Do you ever just sit down and wonder what present-day Nigeria has to offer children? As a mother of 3 young kids, these thoughts keep me awake at night. Growing up, we were told that we were the leaders of tomorrow, but we still have the same leaders to date.
Nigeria still has the same issues it had when we were kids: there’s still no stable electricity; the majority of the rural areas still don’t have regular water supply; majority of the roads in the country are bad; democracy is still not the government for the people; corruption and nepotism are still deeply entrenched in our institutions; the insecurity in the country is even much worse now than when we were kids; tribal and ethnic divides are deeper and more evident than ever.
What is the future of the Nigerian child whose parents are not politicians, well-known or ‘connected’? The Nigerian child who actually depends on the systems to work for him/her to have any kind of great future. The Nigerian child who cannot be relocated to a better country to pursue his dreams.
Currently, almost everything in Nigeria is designed to work against the average citizen.
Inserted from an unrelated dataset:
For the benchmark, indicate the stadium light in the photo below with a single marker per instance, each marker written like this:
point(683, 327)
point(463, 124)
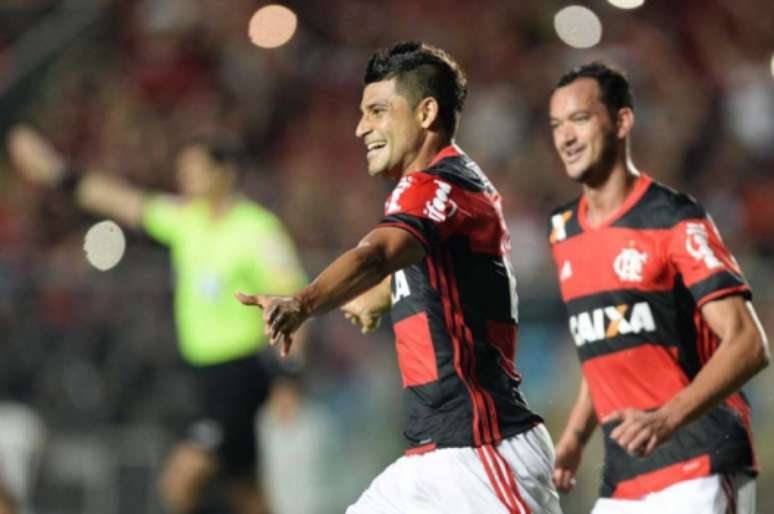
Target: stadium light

The ones who work in government establishments get owed salaries for months. The entrepreneur gets outrageously taxed, while the ones who are ruining the country get rewarded with government appointments.
What can we do to ensure Nigeria works for our kids? Everyone cannot relocate abroad. In fact, I believe that a time will come when all the countries we quickly run to for education and life advancement opportunities will close their borders to us. Is that what it is going to take for us to sit up and realise we cannot continue like this? Is that what it will take for the ruling class to sit up and do the jobs they were elected to do?
Honestly, the future is bleak, but what do we have if not hope? And it is this same hope that we will pass down to our children. The hope that one day, things will be better. That one day, the institutions will work in their favour, whether or not they know anybody and as long as they merit it.
Our own work is cut out for us as parents. We need to inculcate value into our children. We need to teach our kids good leadership skills. We need to teach them to be accommodating of people from other tribes. We need to teach them that it is a thing of honour to be elected into office, and it is an even greater honour to do the job you were elected for.
We need to teach them to be ready for the Nigeria of their dreams. I still believe in this nation and the promise she holds.